# these guys might be spilopluera?



## Vampor (Feb 15, 2003)

i dont know which specie they are, thought they were spilos but they have a red analfin...


----------



## Vampor (Feb 15, 2003)

ohh sorry forgot to reduce the size....


----------



## Memphis (Apr 26, 2003)

tough to tell look like pygos..maybe reds


----------



## Vampor (Feb 15, 2003)

they are at 4-5 inch and the juvinile spots are gone, i was hoping on terns, the color at the body is quite light after the ride from the LFS...


----------



## Memphis (Apr 26, 2003)

could you get some straight side shots of em?


----------



## Vampor (Feb 15, 2003)

ill try...


----------



## Vampor (Feb 15, 2003)

thi is 3 more pics 2 of them are blurry and the last one made my tank look like sh*t because of the flash


----------



## Vampor (Feb 15, 2003)

second:


----------



## Vampor (Feb 15, 2003)

the last one with flash:


----------



## Judazzz (Jan 13, 2003)

They are pretty yellowish, so they might be yellow natts, but it could also be caused by stress from transporting and perhaps bad conditions in the pet store...

Post some more pics in a week or so to see if they stay that color...

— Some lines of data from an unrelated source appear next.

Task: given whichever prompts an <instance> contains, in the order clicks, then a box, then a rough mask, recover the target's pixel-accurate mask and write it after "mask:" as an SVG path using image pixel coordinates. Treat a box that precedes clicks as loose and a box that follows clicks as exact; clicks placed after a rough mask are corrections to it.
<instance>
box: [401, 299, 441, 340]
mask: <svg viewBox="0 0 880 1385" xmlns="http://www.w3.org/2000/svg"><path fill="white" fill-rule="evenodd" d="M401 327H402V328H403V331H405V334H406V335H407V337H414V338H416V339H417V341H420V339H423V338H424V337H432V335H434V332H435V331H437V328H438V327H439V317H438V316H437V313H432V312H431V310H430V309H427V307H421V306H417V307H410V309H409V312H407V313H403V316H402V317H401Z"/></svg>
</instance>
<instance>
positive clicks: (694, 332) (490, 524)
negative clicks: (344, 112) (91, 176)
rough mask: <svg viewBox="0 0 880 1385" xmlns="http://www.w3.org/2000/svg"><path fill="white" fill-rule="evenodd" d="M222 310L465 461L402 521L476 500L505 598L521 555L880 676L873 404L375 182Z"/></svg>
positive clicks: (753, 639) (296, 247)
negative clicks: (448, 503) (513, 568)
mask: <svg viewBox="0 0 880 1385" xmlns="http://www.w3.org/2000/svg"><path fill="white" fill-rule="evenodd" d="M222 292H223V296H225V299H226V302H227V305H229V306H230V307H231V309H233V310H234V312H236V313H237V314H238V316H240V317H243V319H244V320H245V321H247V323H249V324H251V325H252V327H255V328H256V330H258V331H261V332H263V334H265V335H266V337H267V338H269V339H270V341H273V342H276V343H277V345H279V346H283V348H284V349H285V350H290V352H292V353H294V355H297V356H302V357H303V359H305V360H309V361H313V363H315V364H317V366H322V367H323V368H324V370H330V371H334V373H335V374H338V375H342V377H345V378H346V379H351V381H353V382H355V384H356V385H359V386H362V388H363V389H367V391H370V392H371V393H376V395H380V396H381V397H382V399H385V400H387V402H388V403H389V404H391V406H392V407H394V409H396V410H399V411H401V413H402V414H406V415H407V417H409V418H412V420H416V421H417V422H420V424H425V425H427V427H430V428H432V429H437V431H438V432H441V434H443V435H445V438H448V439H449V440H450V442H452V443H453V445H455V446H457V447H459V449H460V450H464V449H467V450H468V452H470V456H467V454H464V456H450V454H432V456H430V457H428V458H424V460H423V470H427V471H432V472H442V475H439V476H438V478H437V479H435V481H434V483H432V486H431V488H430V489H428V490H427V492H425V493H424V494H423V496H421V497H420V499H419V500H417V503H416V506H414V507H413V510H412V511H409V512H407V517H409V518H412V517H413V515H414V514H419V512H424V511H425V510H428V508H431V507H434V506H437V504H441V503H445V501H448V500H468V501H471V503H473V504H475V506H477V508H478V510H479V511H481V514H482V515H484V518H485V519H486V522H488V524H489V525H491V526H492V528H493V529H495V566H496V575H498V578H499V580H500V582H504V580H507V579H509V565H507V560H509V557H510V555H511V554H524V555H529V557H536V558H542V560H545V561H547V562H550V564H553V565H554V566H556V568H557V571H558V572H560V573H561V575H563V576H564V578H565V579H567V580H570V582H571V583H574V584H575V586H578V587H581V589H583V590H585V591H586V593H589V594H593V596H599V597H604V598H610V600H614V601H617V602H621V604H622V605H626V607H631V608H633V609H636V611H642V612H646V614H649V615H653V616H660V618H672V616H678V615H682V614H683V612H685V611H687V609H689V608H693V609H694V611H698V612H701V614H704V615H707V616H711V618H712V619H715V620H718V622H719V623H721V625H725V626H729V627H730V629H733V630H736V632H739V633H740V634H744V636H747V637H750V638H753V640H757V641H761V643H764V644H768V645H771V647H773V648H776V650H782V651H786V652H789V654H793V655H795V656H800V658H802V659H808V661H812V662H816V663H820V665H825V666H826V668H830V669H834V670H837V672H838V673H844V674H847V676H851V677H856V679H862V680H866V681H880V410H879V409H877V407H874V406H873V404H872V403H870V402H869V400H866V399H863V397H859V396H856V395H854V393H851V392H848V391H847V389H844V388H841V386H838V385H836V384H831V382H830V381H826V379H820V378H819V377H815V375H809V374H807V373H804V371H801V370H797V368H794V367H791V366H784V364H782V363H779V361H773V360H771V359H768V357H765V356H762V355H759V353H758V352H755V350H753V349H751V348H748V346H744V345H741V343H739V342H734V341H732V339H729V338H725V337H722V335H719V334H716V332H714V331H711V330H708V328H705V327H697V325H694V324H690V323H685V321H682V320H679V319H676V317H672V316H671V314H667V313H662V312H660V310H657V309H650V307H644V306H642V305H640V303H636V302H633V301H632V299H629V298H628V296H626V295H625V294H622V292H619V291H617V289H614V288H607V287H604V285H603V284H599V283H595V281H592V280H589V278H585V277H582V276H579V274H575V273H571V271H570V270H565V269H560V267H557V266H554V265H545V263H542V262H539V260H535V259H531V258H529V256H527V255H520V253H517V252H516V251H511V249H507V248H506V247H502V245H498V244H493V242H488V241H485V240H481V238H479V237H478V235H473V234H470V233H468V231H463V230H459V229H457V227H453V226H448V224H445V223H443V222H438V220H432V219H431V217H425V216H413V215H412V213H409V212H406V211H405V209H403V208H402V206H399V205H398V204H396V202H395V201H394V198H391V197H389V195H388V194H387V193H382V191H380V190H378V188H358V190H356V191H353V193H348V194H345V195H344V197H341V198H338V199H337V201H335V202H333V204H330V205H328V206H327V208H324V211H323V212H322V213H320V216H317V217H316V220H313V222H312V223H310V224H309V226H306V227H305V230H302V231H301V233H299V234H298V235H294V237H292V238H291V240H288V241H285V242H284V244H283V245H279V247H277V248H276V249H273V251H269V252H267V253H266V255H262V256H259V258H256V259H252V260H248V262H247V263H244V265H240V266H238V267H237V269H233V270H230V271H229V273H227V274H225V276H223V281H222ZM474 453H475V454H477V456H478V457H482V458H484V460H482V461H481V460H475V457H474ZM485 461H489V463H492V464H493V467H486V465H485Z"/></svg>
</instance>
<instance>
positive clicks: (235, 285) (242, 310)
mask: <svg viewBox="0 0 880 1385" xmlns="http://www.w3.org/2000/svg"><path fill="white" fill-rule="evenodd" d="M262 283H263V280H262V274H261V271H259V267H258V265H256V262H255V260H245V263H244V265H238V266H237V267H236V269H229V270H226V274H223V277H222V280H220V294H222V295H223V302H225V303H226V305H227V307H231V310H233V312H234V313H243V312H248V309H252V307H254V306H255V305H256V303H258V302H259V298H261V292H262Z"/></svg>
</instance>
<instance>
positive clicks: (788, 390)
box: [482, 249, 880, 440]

And no matter what they are, they look sweet!!!


----------



## RhomZilla (Feb 12, 2003)

They're all definately Pygos. Are all these fish the same kinds? The first pix looks like a baby Piraya, the 2nd looks also like Piraya with a red in the background, and the last.. uhm, if your inquiring about all of them, they are reds!!


----------



## Vampor (Feb 15, 2003)

i bought 3 new today and the guy at the LFS didnt know what specie, 2 yellow and one other. Before i had 5 natts in there bought them as red bellis but i dont know how much the guy at the LFS know about piranhas


----------



## Vampor (Feb 15, 2003)

Btw yellow nattereri=ternetzi?? right?


----------



## Judazzz (Jan 13, 2003)

Vampor said:


> Btw yellow nattereri=ternetzi?? right?


 Yup!


----------



## Vampor (Feb 15, 2003)

sweet, i got them in my LFS in sweden (very very rare with piranhas except or RBP) for 300 swedish kronor. 1 dollar= 7.50 swedish kronor


----------



## Hannibal (Dec 2, 2002)

look like plain old reds to me


----------



## Azrael (Apr 4, 2003)

Sorry Valbor, no spilo...
But, as I have posted before, if you like the guys: take 'em home, feed 'em and have some beers!

Enjoy your new purchase!

They are P's , and that is the point!


----------



## Vampor (Feb 15, 2003)

i know and you can see their teeth and they still look sweet


----------



## Azrael (Apr 4, 2003)

Dear Valbor : only for you...

"the killer and the cleaner..."


----------



## Azrael (Apr 4, 2003)

Sorry, was not that good idea to post such a pic.


----------



## Vampor (Feb 15, 2003)

that must be a piraya right?? its not a regular RBP anyway...


----------



## Azrael (Apr 4, 2003)

no more words necessary...

If you want to go for py.pirya : www.amazon-exotic-import.de

look under "stockliste"...

...if you want, but they ain't cheap!


----------



## Death in #'s (Apr 29, 2003)

:rasp: there not spilos
but nice looking natts


----------



## Vampor (Feb 15, 2003)

so even if they keep their color they still be normal natts? Rbp? i dont know if im imagine but they look diffrent from my other RBP, they have not red eyes and yuo can actually see their teeth, their under lip if diffrent.


----------



## X-D-X (Jul 3, 2003)

just regular red bellied piranha's dude!!


----------



## Raptor (Jan 3, 2003)

Ooo0ps


----------



## marco (Jan 2, 2003)

maybe later ill post pics of my little rhom and ask if its a red


----------